Selon leur interprétation du tawḥīd _ le dogme le plus important de l’islam, le monothéisme, compris comme la croyance en un Dieu unique, inaccessible à l'imagination, sans associé et sans égal _, tout doit converger vers l'islam, tout doit y être soumis (la science moderne, la politique ...).

 

C'est, en fait, une vision politico-scientifico-religieuse totalitaire.

 

Dans leur esprit, l'Islam ne peut que gagner, quelques soient les fins employées (tautologies, sophisme, pseudo-cautions scientifiques dont "miracles scientifiques du Coran" ou ijaz ...).

 

Ce courant, en pleine progression chez les musulmans, est un grave danger pour l'indépendance de la science et de la pensée (par rapport à la religion) et pour la culture de l'esprit critique (chez les enfants, adultes ...).

 

C'est, du moins, pour moi, le constat très inquiétant que fait son auteur, Alexandre Moatti.

 

Je rajoute que la religion tenter régulièrement d’empiéter sur les platebandes de la science, dans ses prétentions à la vérité (ou à détenir la Vérité avec un grand V).

 

Mais la science est toujours sortie victorieuse de ces conflits avec la religion (pour le plus grand bien de l’humanité).
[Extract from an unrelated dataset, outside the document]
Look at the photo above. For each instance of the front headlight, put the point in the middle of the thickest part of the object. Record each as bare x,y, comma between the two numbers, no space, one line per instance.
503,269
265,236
La religion peut très bien « valider » ou affirmer l’existence de la lévitation et de la télépathie, alors que la science ne les a pas validés.

 

La science, reposant sur une démarche rigoureuse et méthodique, obtient des modèles et des résultats fiables, robustes et vérifiables.

En fonction des travaux de recherches successives qu’elle entreprend, validés par les pairs, la science moderne ne cesse de préciser et d’améliorer nos connaissances scientifiques sur l’univers.

 

Alors que la religion, qui se base le plus souvent sur des intuitions, des « révélations », n’est pas fiable, robustes (ses vérités immuables, dans ses descriptions et explications des phénomènes de la nature, ne sont pas fiables).

Un « prophète », un gourou peut avoir des intuitions parfaitement géniales et, pourtant, totalement fausses. On peut être subjugué et nous enthousiasmer pour nos propres intuitions, à tort.

 

On peut avoir des « illuminations mystiques », croire recevoir des messages de Dieu ou de « l’au-delà », alors qu’en général, nous avons affaire, en fait, à des phénomènes psychologiques, dont nous sommes l’involontaire victime, liés, par exemple, à des états de conscience modifiés _ visions hypnagogiques … _, à des épilepsies du lobe frontal, à un défaut momentané d’oxygénation du cerveau etc.

 

Et 14€, ce n’est pas la mer à boire.

 

Table des matières

1       Présentation du livre. 1

2       Biographie de l'auteur. 1

3       Mon commentaire personnel 1

 

 

 

 



[1] L’intellectuel et homme politique turc, Fethullah Gülen, imagine que la science acceptera et expliquera, un jour, les djinns, personnages fantastiques tels que décrits par le Coran. Cf. Moatti, Islam et science : antagonismes contemporains, page 123.